Abbey was born at Whilton, a Northamptonshire village, on 22 December 1785. In his youth, he was an apprentice for James and David Davis, and later for Hugh Russel after 1818, both reputable organ builders in their day. In 1826 Abbey went to Paris, on the invitation of Sébastien Érard, the celebrated harp and pianoforte maker, to work upon an organ which Érard had designed, and which he sent to the Exhibition of the Productions of National Industry in 1827, and also to build an organ for the Convent of the Legion of Honour, at St. Denis. He also built an organ from Érard's design for the chapel of the Tuileries, which, however, had only a short existence, being destroyed in the Revolution of 1830.
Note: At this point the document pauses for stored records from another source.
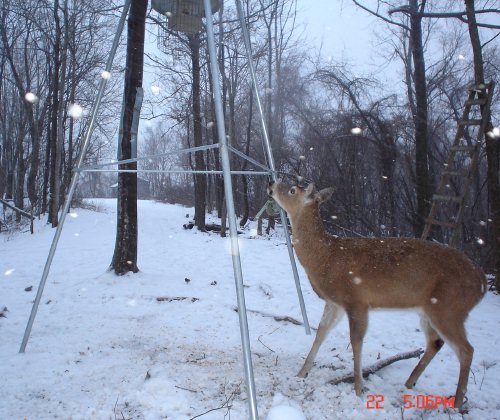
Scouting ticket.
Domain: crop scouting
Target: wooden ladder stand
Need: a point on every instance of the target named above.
(448, 207)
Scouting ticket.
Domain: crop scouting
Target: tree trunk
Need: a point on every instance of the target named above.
(200, 184)
(492, 149)
(125, 255)
(420, 120)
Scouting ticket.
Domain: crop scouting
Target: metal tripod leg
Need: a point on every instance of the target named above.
(235, 250)
(270, 159)
(75, 177)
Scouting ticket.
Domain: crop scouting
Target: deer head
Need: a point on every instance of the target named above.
(294, 198)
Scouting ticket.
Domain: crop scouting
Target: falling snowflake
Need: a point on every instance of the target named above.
(75, 111)
(494, 133)
(31, 97)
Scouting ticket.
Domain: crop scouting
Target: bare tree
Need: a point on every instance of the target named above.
(125, 255)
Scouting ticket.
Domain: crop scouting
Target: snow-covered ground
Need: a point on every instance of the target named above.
(107, 347)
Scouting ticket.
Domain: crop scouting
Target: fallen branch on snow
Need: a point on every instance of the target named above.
(175, 298)
(377, 366)
(278, 318)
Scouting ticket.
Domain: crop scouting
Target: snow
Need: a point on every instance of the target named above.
(152, 345)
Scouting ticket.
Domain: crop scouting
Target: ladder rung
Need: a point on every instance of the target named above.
(462, 148)
(470, 122)
(481, 101)
(464, 174)
(457, 199)
(441, 222)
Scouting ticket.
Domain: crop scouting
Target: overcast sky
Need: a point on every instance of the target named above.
(345, 33)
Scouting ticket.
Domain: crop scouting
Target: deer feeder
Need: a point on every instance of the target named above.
(184, 15)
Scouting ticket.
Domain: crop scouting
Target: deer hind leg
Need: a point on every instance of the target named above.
(332, 314)
(452, 330)
(358, 323)
(434, 344)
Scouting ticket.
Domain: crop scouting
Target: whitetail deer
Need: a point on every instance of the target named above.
(354, 275)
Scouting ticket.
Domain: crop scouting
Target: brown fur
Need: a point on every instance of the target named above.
(358, 274)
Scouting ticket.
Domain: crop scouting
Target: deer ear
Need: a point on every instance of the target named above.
(310, 189)
(323, 195)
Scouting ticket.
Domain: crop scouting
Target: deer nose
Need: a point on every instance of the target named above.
(269, 188)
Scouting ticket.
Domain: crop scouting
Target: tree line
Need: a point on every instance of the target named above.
(382, 148)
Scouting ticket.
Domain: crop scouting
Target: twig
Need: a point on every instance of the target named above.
(226, 404)
(377, 366)
(278, 318)
(176, 298)
(186, 389)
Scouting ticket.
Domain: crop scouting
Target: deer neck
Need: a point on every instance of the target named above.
(311, 242)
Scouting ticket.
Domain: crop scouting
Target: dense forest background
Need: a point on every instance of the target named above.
(382, 147)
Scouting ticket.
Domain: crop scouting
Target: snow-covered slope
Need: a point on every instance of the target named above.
(165, 343)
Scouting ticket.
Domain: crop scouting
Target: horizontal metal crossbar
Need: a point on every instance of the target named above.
(248, 158)
(173, 171)
(139, 159)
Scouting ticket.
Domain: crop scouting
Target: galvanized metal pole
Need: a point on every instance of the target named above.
(76, 174)
(228, 189)
(270, 159)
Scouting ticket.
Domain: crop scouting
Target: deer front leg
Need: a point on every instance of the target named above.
(332, 314)
(358, 323)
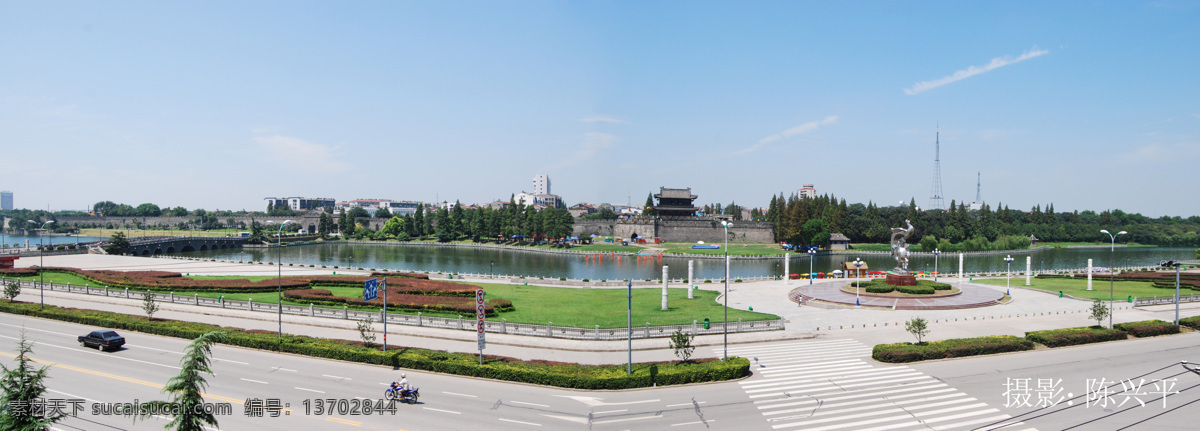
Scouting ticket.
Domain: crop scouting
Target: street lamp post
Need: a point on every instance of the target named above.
(1113, 259)
(936, 252)
(279, 277)
(41, 263)
(726, 324)
(1008, 276)
(858, 282)
(813, 255)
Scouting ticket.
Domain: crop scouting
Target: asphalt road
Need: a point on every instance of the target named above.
(448, 402)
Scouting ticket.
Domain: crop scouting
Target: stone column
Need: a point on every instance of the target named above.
(665, 287)
(1029, 269)
(691, 277)
(787, 261)
(1089, 274)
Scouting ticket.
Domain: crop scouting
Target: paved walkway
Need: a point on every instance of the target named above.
(1030, 310)
(970, 297)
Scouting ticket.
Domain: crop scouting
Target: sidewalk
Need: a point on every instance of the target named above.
(1030, 310)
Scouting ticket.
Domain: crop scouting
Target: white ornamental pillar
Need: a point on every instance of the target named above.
(691, 280)
(787, 261)
(1089, 274)
(1029, 269)
(960, 268)
(665, 287)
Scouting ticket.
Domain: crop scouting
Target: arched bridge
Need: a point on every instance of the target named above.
(160, 245)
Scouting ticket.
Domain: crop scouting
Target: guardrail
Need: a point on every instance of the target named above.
(419, 319)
Having established himself as an organ-builder in Paris, Abbey became extensively employed in the construction, renovation, and enlargement of organs in France and elsewhere. Amongst others he built choir organs for accompanying voices for the cathedrals of Rheims, Nantes, Versailles, and Évreux, and for the churches of St. Eustache, Saint-Nicholas-des-Champs, St. Elizabeth, St. Medard, St. Etienne du Mont, and St. Thomas Aquinas, in Paris; and large organs for the cathedrals of La Rochelle, Rennes, Viviers, Tulle, Châlons-en-Champagne, Bayeux, and Amiens, and for churches, convents, and chapels at Saint-Denis, Orléans, Caen, Châlons, Picpus, and Versailles. He repaired and enlarged organs in the cathedrals of Mende, Moulins, Rheims, Évreux, and Nevers, and in the churches of Saint-Étienne-du-Mont, Saint-Philippe du Roule, the Assumption, and St. Louis d'Antin in Paris. He also built many organs for Chile and South America. In 1831 Abbey was employed, at the instance of Meyerbeer (who had introduced the instrument into the score of his opera Robert le Diable, then about to be produced), to build an organ for the Grand Opera at Paris, which instrument continued to be used there until it was destroyed, with the theatre, by fire in 1873.

Abbey was the first who introduced into French organs the English mechanism and the bellows invented by Cummins. His example was speedily followed by the French builders, and from that period may be dated the improvements in organ-building which raised the French builders to eminence.

==Death==
He died at Versailles on 19 February 1859. He left two sons, E. and J. Abbey, to carry on the business of organ-builders in Versailles. His son John Albert Abbey and his grandson John Mary Abbey were also organ builders.